In una location suggestiva e magica che risale ai primi del Cinquecento, nel complesso monumentale del San Domenico, a Lamezia, si è conclusa lo scorso sabato la 6ª edizione del Lamezia International Film Fest, diretta dal critico cinematografico Gianlorenzo Franzì. In sole 5 giornate la manifestazione ha presentato opere di grande bellezza e accolto artisti d’eccezione, italiani e internazionali, tra cui l’attrice Isabella Ferrari, il regista Mario Martone, la sceneggiatrice Ippolita Di Majo e il regista francese Jean Jacques Annaud.

L’attrice Isabella Ferrari
Nella categoria “Esordi d’autore”, la sezione storica del festival che premia i grandi film e i grandi autori, ha ritirato il premio Ligeia Isabella Ferrari, che nell’occasione ha ricordato con dolce nostalgia i suoi esordi cinematografici e i fortunati incontri della sua carriera da Carlo Vanzina e Virna Lisi sul set di Sapore di Mare a Ettore Scola che la volle fortemente in Romanzo di un giovane povero, ruolo che le fece meritare la Coppa Volpi per la miglior attrice non protagonista.

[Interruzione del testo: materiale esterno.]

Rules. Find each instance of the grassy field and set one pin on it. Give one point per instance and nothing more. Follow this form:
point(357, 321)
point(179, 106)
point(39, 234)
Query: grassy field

Anche il regista Mario Martone e la sceneggiatrice Ippolita di Majo, già ottima coppia di grandi successi come Il Giovane Favoloso e il più recente Capri-Revolution hanno raccontato alcuni retroscena del loro lavoro. “Per fare questo mestiere ci vuole tanto coraggio – ha affermato Martone –, a me fortunatamente non è mai mancato, ho sempre fatto delle scelte libere da criteri commerciali, sia al cinema che a teatro“.
A chiudere questa edizione, poi, è stato il maestro francese Jean Jacques Annaud che per il suo film L’ultimo Lupo ha ricevuto il Premio Carl Theodor Dreyer, creato con il sostegno della Diocesi di Lamezia Terme, che attraverso il linguaggio del cinema vuole affermare alcuni tra i valori più importanti, fondanti e fondamentali dell’essere umano, legati al mondo della spiritualità.